Former NY Jets linebacker Ik Enemkpali caught a break by signing with the Buffalo Bills one day after wiring Geno Smith’s jaw.
Last week’s locker room dust-up between New York Jets quarterback Geno Smith and former teammate turned Buffalo Bill Ik Enemkpali gave us everything the on-field scuffle between Carolina Panthers Cam Newton and Josh Norman did not.
A $600 beef has detoured Smith’s attempts to take the reins as the team’s leader in his third season — while Enemkpali hopes to make the Bills 53-man roster amid heavy scrutiny.
It didn’t take long for the white-hot New York lights to be placed on new Jets head coach Todd Bowles.
Geno Smith and Ik Enemkpali came into this year’s training camp from two different roads with one destination in mind. Smith, entering his third season as the Jets quarterback, was looking to finally to cement himself as the permanent starter under new head coach Todd Bowles. After being selected in the 6th round (210 overall) by the Jets in last year’s draft, Enemkpali was hopeful to move up on he team’s depth chart after appearing in only six games his rookie season.
After failing to verbally settle a $600 dispute, Smith is out for 6-10 weeks with a broken jaw, possibly losing his starting job to Ryan Fitzpatrick, while Enemkpali has to convince his new coaching staff in Buffalo the incident with Smith was an isolated event.
It doesn’t really matter who or what story you believe, the NFL futures of Enemkpali and Smith have suddenly become unclear.
After his release from the Jets and eventual signing with the division rival Bills, stories began to surface supporting Enemkpali’s case. ESPN NFL analyst Ryan Clark reported Enemkpali put up $600 for Smith’s airfare and limousine service to make an appearance (Smith was unable to attend due to the death of a friend). Enemkpali initially confronted Smith about the money at the opening of camp. After a heated exchange, Enemkpali and Smith had to be separated. Last week, Enemkpali approached Smith again about the money at which point Smith became smug, and told Enemkpali that he was not going to pay him, put his finger in his face and told him, “He wasn’t going to do anything about it.” Enemkpali responded by punching Smith in the face.
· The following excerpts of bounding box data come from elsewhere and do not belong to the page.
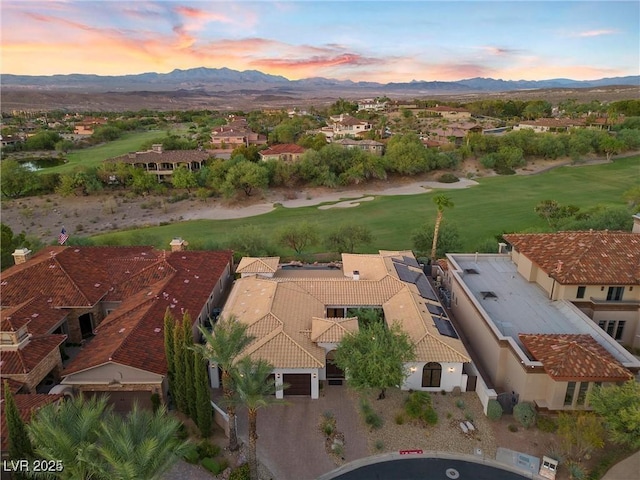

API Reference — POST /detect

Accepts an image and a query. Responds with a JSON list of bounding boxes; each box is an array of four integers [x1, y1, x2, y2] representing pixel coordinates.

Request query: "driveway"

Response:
[[238, 385, 369, 480]]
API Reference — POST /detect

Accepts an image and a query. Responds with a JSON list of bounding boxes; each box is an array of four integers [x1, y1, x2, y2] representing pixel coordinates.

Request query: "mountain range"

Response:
[[2, 67, 640, 95]]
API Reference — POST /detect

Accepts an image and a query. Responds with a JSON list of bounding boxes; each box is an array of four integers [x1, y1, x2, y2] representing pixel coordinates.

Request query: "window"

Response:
[[564, 382, 576, 406], [607, 287, 624, 302], [564, 382, 597, 408], [598, 320, 627, 340], [422, 362, 442, 387]]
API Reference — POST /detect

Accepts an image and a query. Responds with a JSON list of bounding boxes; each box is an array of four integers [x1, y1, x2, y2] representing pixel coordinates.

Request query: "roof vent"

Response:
[[169, 237, 189, 252], [11, 248, 31, 265]]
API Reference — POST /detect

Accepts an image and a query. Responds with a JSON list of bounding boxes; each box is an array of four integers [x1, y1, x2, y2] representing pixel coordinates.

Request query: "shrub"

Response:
[[536, 415, 558, 433], [487, 398, 503, 420], [438, 172, 460, 183], [197, 440, 222, 458], [202, 457, 228, 475], [184, 448, 200, 463], [229, 463, 251, 480], [513, 402, 537, 428]]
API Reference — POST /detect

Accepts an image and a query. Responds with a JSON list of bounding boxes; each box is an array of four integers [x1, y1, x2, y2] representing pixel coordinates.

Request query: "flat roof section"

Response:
[[449, 254, 631, 364]]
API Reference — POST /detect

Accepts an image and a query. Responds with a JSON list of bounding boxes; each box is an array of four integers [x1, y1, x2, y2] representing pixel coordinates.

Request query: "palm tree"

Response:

Newly acquired Jets wide receiver Brandon Marshall — who roomed with Smith this off-season — gave his personal account of the confrontation which countered Clark’s report. Marshall indicated that Smith did not put his finger in Enemkpali’s face and “didn’t do anything wrong that day.”
There’s more testosterone in NFL locker rooms than any place on earth; it is as the cliche’ says, “the last bastion of manhood.” So it should come as no surprise there was an altercation over money especially if Smith acted as reported towards Enemkpali. Whether you’re living on an NFL salary or not, no man is going to be told (twice) in front of his peers that he’s out of $600 and he can’t do anything about it. Turning your nose up at a $600 debt to the wrong guy on the streets will get you boxed quicker than a three-piece meal. Maybe cooler heads should’ve prevailed, but this is the NFL where respect in the locker room runs deeper than any on-the-field production. If you don’t stand up for yourself in the locker room how can you be expected to have your teammates back on the field?
Two things stick out like a sore thumb here.
How come no offensive lineman let alone teammate came to Smith’s aid? Throw his numbers and performances out the window, and Smith is looked upon as the franchise QB. Do you think this happens in New Orleans, New England, Seattle or even Chicago? I didn’t think so. For this story not to contain the names D’Brickashaw Ferguson or Nick Mangold speaks volumes.
When Rex Ryan snatched up Enemkpali less than 24 hours after the incident, he was basically telling his former employers they cut the wrong player. Ryan will make a spot on the Bills roster for Enemkpali unless his completely bottoms out in the preseason. Even with this second chance, Enemkpali is on the NFL radar of players to watch for all the wrong reasons. The rules for NFL quarterbacks in red jerseys extends far beyond the playing field.
All hope isn’t lost for Smith as he hopes to return to the Jets as no less than a backup. I don’t see Todd Bowles putting Smith in a position where he has to worry about falling completely out of the quarterback picture. The one thing Bowles has no control over is the play of starter Ryan Fitzpatrick — who played well for the Houston Texans last season.
While he heals, the biggest victory Geno Smith can earn must be in the Jets the locker room, regardless of the scars.